I recommend first to choose the “experience” goal and stick with it until you feel ready to work on two/three goals at the same time.
There are two more things worth mentioning (Vladimir Iglovikov (ternaus) — thanks for the reminder).
The first is to convert the effort invested in Kaggle into a new, more interesting and/or well-paid job. For people who understand the topic the line in the CV “Kaggle Competition Master”, and other achievements still worth something.
As an illustration of this point, you can read two interviews (ones, two, please note that these interviews are in the Russian language) with our colleagues Sergey Mushinskiy (cepera_ang) and Alexander Buslaev (albu)
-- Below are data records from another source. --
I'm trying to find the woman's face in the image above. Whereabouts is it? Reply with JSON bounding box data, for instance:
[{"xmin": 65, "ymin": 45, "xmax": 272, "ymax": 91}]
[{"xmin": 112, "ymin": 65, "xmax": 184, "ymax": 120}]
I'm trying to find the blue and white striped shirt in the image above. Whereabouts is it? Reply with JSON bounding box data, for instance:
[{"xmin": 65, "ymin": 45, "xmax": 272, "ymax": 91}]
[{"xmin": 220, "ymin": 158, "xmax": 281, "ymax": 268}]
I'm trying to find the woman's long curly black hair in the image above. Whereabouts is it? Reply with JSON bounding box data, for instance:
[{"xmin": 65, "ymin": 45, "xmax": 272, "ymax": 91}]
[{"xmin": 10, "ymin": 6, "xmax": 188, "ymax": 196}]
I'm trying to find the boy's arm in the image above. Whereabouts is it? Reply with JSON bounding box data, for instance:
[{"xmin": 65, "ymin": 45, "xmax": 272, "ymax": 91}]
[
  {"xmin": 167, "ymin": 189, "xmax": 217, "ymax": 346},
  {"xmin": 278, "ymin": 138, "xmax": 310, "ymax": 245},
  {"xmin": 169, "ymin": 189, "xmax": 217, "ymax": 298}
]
And also the opinion from Valeriy Babushkin (venheads):
Valeriy Babushkin — Head of Data Science at X5 Retail Group (lead a team of 50+ people divided into 5 departments: CV, Machine Learning, Data Analysis, NLP and Ad Hoc), Analytics Team Lead at Yandex Advisor
Kaggle Competition Master is an excellent proxy metric for assessing the future team member. Of course, in connection with the recent events in the form of teams of 30 participants and with almost nobody of them making anything it requires a more careful study of the profile than before, but it’s still a matter of minutes. People who have achieved the title of master, with high probability, are able to write at least an average quality code, well versed in machine learning, are able to clean the data and to build sustainable solutions. If you don’t have a master rank, the mere fact of participation is also a plus, at least the candidate knows about that Kaggle exists and did spend some time on familiarizing himself with it. And if solution he contributed with was something more than a public kernel (which is quite easy to check), it is a good chance for a specific conversation about technical details that is much better and more interesting than the classical job interview for a fresh grad which provides much less information of how people in the future will succeed in the job. The only thing we have to fear, and what I came across is that some people think that Data Science work is the same as at Kaggle, which is totally not true. Many think that Data Science = Machine Learning, which is also a mistake.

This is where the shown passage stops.